Stores undergoing remodeling, expansion or relocation remain in the comparable sales calculation unless the store is closed for
a significant period of time. Definitions and calculations of comparable sales differ among companies in the retail industry.
Cost of Sales
Cost of sales for 2012 increased $800 million from 2011. The cost of sales rate as a percent to net sales was higher in
2012, as compared to 2011, primarily due to growth of the omnichannel businesses and the resulting impact of free shipping.
The application of the last-in, first-out (LIFO) retail inventory method did not result in the recognition of any LIFO charges or
credits affecting cost of sales in either period.

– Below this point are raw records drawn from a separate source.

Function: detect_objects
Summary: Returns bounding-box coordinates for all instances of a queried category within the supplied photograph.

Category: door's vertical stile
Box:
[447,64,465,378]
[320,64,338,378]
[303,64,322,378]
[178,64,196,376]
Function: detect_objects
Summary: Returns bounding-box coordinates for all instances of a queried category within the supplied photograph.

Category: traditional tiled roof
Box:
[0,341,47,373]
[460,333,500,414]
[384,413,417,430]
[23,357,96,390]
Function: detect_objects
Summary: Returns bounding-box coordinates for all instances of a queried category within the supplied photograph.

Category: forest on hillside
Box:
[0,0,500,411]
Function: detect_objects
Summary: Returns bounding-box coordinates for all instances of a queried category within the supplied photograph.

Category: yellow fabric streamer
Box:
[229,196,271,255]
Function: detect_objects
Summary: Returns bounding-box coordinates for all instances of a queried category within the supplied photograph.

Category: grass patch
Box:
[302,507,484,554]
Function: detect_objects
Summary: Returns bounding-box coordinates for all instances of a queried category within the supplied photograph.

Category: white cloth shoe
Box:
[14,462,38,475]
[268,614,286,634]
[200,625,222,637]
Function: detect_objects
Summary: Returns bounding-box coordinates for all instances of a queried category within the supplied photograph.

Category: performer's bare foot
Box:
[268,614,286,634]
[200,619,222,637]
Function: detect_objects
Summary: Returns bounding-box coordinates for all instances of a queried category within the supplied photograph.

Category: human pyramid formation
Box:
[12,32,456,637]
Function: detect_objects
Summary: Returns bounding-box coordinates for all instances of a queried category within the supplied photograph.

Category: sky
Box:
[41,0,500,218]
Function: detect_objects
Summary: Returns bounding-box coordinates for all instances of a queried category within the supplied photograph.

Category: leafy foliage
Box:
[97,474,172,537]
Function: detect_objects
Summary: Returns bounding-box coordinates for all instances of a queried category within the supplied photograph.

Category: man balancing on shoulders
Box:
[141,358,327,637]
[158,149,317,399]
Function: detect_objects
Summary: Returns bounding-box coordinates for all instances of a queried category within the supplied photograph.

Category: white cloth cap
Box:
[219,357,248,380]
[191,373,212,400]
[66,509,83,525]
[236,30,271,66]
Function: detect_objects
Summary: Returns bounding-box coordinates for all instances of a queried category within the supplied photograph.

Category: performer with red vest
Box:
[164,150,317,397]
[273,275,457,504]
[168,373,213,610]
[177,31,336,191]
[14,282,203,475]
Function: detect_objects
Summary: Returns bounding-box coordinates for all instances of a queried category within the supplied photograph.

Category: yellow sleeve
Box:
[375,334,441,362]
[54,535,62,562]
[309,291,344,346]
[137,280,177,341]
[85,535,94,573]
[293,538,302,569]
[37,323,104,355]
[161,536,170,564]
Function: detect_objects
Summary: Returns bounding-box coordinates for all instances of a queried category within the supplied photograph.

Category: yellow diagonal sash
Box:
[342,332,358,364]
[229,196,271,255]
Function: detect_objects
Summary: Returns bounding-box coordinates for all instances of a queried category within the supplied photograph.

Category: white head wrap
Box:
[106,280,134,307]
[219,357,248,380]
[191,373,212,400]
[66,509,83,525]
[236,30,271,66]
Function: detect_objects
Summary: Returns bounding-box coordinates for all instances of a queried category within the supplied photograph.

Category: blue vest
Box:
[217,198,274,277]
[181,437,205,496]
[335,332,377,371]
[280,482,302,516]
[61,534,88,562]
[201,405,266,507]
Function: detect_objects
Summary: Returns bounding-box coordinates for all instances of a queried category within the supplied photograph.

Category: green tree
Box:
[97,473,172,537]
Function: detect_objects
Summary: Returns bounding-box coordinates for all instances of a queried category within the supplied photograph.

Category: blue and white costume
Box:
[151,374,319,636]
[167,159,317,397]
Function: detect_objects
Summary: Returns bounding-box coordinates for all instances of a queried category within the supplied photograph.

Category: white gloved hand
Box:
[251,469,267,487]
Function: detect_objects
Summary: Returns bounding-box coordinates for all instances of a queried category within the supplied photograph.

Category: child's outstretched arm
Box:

Selling, General and Administrative Expenses
Selling, general and administrative (“SG&A”) expenses for 2012 increased $201 million from 2011. The SG&A rate as a
percent to net sales was 70 basis points lower in 2012, as compared to 2011, reflecting increased net sales. SG&A expenses in
2012 were impacted by higher selling costs as a result of stronger sales, higher retirement expenses (including Pension Plan,
SERP and 401(k) expenses), and greater investments in the Company's omnichannel operations, partially offset by higher
income from credit operations and lower depreciation and amortization expense. Retirement expenses were $232 million in
2012 as compared to $160 million in 2011, primarily due to the lower discount rate. Advertising expense, net of cooperative
advertising allowances, was $1,181 million for 2012 compared to $1,136 million for 2011. Advertising expense, net of
cooperative advertising allowances, as a percent to net sales was 4.3% for both 2012 and 2011. Income from credit operations
was $663 million in 2012 as compared to $582 million in 2011. Depreciation and amortization expense was $1,049 million for
2012, compared to $1,085 million for 2011.
Impairments, Store Closing Costs and Gain on Sale of Leases
Impairments, store closing costs and gain on sale of leases for 2012 includes $4 million of asset impairment charges
primarily related to the store closings announced in January 2013 and $1 million of other costs and expenses primarily related
to the announced store closings. Impairments, store closing costs and gain on sale of leases for 2011 included a $54 million
gain from the sale of store leases related to the 2006 divestiture of Lord & Taylor, partially offset by $22 million of asset
impairment charges primarily related to the store closings announced in January 2012 and $7 million of other costs and
expenses primarily related to the announced store closings.
Net Interest Expense
Net interest expense for 2012 decreased $21 million from 2011. Net interest expense for 2012 benefited from lower
levels of borrowings and lower rates on outstanding borrowings as compared to 2011.